Methods: We conducted a retrospective study of ICM and NICM patients undergoing CMR between 2001 and 2017. Mitral regurgitation fraction (MRF) was quantified by indirect quantitative method by CMR. Sex based differences in left ventricular end-diastolic volume index (LVEDVi), LV ejection fraction (LVEF), left atrial volume index (LAVi), LA ejection fraction (LAEF), right ventricular ejection fraction (RVEF) and late gadolinium enhancement (LGE) were evaluated in the presence of increasing functional mitral regurgitation (FMR) severity. A multivariable analysis was developed adjusting CMR parameters with clinical risk factors based on the Meta-analysis Global Group in Chronic Heart Failure (MAGGIC) score^[3,4].
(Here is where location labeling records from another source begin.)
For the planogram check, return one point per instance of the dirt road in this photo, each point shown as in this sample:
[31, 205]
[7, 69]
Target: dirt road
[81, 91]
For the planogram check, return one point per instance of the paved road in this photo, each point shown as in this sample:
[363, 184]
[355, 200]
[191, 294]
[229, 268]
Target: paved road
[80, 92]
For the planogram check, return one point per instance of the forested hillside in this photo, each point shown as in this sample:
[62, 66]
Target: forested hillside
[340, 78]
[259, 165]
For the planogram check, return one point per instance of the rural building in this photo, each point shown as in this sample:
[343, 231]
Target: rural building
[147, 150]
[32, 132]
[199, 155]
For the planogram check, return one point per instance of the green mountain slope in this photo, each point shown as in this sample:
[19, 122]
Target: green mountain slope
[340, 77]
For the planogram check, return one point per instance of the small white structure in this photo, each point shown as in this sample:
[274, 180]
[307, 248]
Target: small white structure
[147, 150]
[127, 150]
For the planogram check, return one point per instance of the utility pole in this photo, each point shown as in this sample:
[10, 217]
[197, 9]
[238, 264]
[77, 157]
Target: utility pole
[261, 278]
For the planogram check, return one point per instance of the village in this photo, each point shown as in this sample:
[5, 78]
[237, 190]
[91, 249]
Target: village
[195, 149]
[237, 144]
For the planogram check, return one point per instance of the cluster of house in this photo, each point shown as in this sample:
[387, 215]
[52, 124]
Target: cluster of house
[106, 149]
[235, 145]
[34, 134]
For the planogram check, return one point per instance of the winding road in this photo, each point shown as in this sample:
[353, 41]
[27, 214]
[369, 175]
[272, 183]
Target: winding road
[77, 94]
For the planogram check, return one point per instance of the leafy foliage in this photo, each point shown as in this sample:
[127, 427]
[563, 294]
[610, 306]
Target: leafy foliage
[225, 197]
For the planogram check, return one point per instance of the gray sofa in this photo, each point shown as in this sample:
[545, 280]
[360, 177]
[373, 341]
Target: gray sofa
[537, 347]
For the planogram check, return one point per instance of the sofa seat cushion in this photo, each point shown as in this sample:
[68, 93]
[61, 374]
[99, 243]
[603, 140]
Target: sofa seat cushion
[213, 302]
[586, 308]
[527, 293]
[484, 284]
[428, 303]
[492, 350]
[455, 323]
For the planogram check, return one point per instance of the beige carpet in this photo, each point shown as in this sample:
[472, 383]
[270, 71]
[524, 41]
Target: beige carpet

Results: There were 782 ICM patients ICM and 674 NICM patients in our study, with the following characteristics: 31.8% female, mean age 58±14 years, LVEDVi 131±45.0 mL/m², LVEF 30±11%, LAEF 43±13%, RVEF 38±17%, LGE 19±17% and mitral regurgitant fraction 15±15%. Notable sex-based differences are as follows:1)while females with ICM demonstrated consistently lower mean left ventricular volumes compared to males, female NICM patients demonstrated significantly steeper increase in LVEDVi with increasing FMR severity compared to males (p=0.026 for the sex interaction); 2)males with ICM demonstrated lower scar burden than females (p=0.043), and demonstrated a more gradual decrease in RVEF with increasing MRF (p=0.044 for the sex interaction); 3)while there are no differences in LAVi between males and females, females maintained a higher LAEF with increasing MRF (p=0.001), see figure 1. On multivariate survival analysis, novel sex interactions emerged: sex X LVEDVi and sex X RVEF with a maximum likelihood estimation of 0.0077 (p=0.003) and 0.016 (p=0.023) respectively, see figure 2A.  Risk associated with increasing LVEDVi and declining RVEF was markedly increased in women, compared to men, see figure 2B and figure 3.

Conclusion: Underlying myopathic phenotypes are associated with distinct sex differences in cardiac remodeling/function and are associated with differential risk stratification. Multivariate survival revealed sex-interactions with LVEDVi and RVEF.  Further studies are needed to determine the impact of sex-specific criteria for therapeutic interventions to mitigate sex differences in outcomes.